Wakashû refers generally to a young man, prior to the age of genpuku, who therefore has not had his forelocks cut/shaved off yet. The term can also refer more specifically to the younger partner in a samurai pederastic relationship (shûdô), or to young male actors in kabuki.

Coming of age in early modern Japan involved maintenance of particular hairstyles, in stages depending on one's age. In the first stage of progression from child to wakashû ("youth"), at age eleven or twelve, a section just in the middle of the top of the boy's head was shaved. Though hair was left on all sides, it was the forelocks, or bangs, in front, the maegami (lit. "front hair") which were seen as particularly marking one's identity as wakashû. At age fourteen or fifteen, the shaved crown was still maintained, and one's hair was cut into straighter right-angles; this was known as kado o ireru ("putting in the corners") and as sumi-maegami ("cornered front-hair"). Finally, at age eighteen or nineteen, one's forelocks were shaved off, along with the crown, resulting in the shaved pate (sakayaki) that was the mark of a full adult.[1]

This shaved crown, along with the forelocks, can often be easily seen in ukiyo-e woodblock prints and other works; often, the forelocks were grown out, and tied back. As a mark of one's youth, the forelocks came to be somewhat eroticized. Kabuki actors playing female roles (onnagata) covered over their shaved crowns or shaved pates with a purple cloth, known simply as murasaki bôshi ("purple hat"), in order to hide this mark of their maleness. These purple cloths quickly became eroticized by the fans as well.

In Shûdô

Sources such as Ihara Saikaku's Nanshoku Ôkagami ("A Great Mirror of Male Love", 1687) indicate that "in the past" (when is not precisely clear), wakashu were typically "ostentatiously violent, and thus manly,"[2] and that at that time, a young man who was too weak, gentle, or feminine in his manner would find it difficult to find an older samurai with whom to engage in shûdô. This emphasis on martial manliness is somewhat understandable, given the martial nature of life in the Sengoku period, and the idea that wakashû were expected to grow up to become fathers, warriors, and nenja[3] themselves.

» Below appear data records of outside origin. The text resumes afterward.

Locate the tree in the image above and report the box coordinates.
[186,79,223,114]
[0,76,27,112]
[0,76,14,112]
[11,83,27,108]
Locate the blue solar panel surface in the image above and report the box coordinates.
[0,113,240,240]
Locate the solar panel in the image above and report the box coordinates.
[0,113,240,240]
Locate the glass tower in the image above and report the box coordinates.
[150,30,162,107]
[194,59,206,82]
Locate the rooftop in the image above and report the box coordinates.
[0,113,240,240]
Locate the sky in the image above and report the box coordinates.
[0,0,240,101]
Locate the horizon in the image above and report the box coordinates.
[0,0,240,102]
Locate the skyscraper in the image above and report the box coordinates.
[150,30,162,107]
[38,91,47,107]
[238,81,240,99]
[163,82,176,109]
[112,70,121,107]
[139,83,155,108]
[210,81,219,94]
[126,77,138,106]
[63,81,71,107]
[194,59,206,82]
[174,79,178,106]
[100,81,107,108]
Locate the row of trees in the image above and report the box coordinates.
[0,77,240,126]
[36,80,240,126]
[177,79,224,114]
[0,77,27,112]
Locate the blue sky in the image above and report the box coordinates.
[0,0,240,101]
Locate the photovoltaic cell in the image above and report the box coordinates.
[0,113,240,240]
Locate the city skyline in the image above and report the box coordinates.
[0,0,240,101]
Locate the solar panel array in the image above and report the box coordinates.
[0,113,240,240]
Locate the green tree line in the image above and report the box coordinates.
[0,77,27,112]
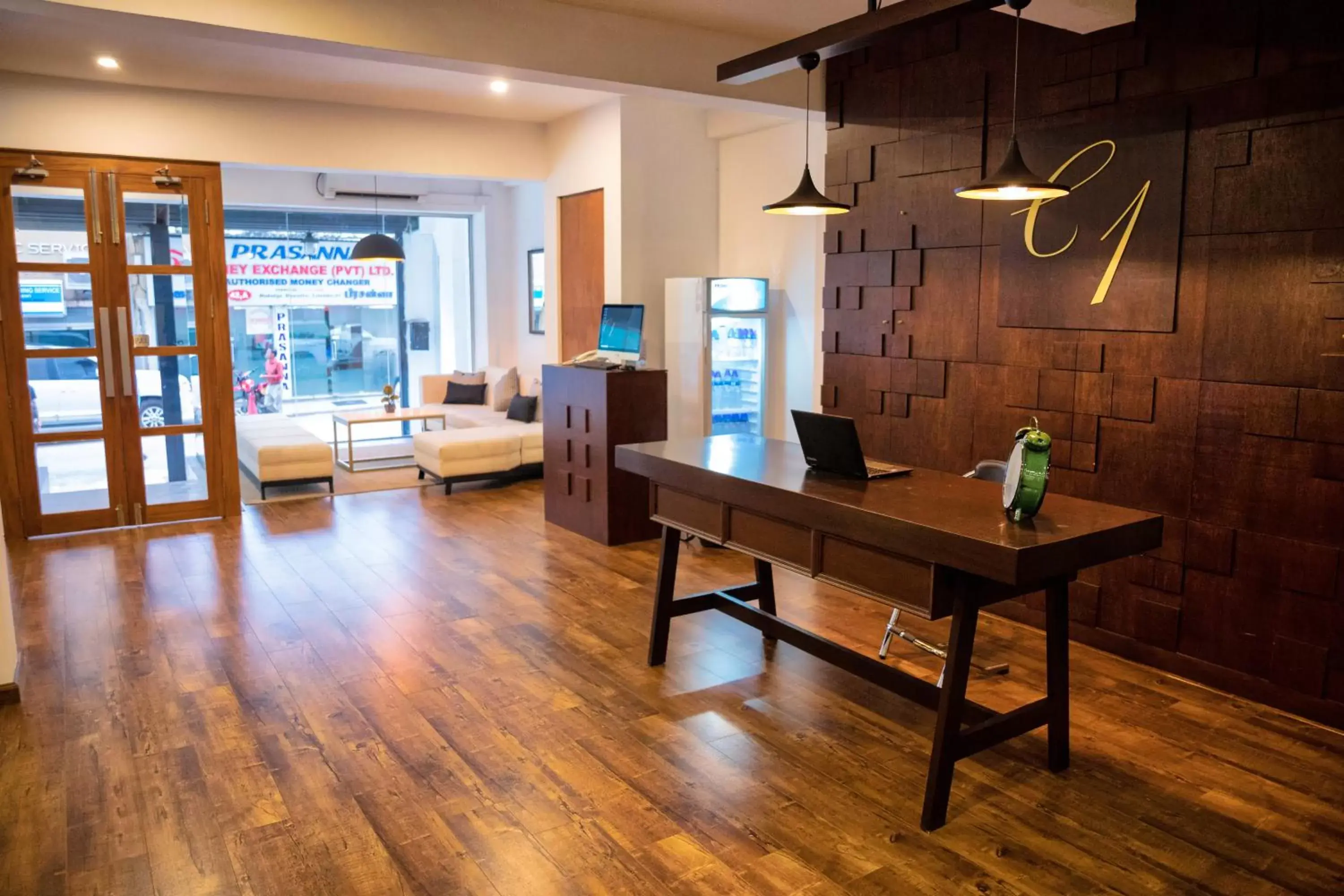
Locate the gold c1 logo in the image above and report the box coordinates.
[1012,140,1153,305]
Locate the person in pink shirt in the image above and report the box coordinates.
[261,348,285,414]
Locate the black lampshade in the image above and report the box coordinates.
[953,136,1068,200]
[952,0,1070,202]
[761,165,849,215]
[349,234,406,262]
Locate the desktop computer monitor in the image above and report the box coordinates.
[597,305,644,362]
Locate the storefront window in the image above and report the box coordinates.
[224,208,469,448]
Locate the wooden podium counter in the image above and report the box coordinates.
[617,435,1163,830]
[542,364,668,544]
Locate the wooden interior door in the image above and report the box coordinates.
[556,190,606,360]
[0,151,237,534]
[105,161,233,522]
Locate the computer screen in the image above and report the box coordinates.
[597,305,644,355]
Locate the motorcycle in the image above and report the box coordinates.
[234,370,267,417]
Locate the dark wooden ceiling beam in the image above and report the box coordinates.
[719,0,1004,85]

Saikaku indicates, however, that by his own time (the Genroku period, 1688-1704), wakashû came to be valued more for their youth, beauty, and artistic abilities (e.g. in dance, music, and poetry), and less for their physical strength or martial prowess, in conjunction with the rise of the feminization of young actors on the kabuki stage.[4]

In Kabuki

Wakashû kabuki typically refers to kabuki performed chiefly or exclusively by young men in the period from 1629, when women were banned from appearing onstage, until 1652, when young men (wakashû) were obliged to shave their heads, in order to appear as adult men;[5] in both cases, the chief reason behind the shogunate's bans was because the women and the young men were working as prostitutes, and were using the performances to advertise their bodies.

Despite the 1652 bans, young men eventually returned to the stage. While wakashû continued to refer somewhat generally to actors (and, indeed, any men) who had not yet come of age, the term also came to refer more specifically to a type of apprentice actors known as kagema, who also worked as male prostitutes.[6]

References

  • Maki Morinaga, "The Gender of Onnagata as the Imitating Imitated," positions 10:2 (2002), 245-284.
  1. Joshua Mostow, "Wakashu as a Third Gender and Gender Ambiguity through the Edo Period," in Mostow and Asato Ikeda (eds.), A Third Gender, Royal Ontario Museum (2016), 19.
  2. Morinaga, 252.
  3. The older samurai in a pederastic, shûdô, relationship.
  4. Morinaga, 252-253.
  5. Mostow, 26.
  6. These apprentices largely remained in the background of kabuki scenes, or even off-stage entirely, "in the shadows" (kage no ma), in order to watch and learn. Mostow, 19.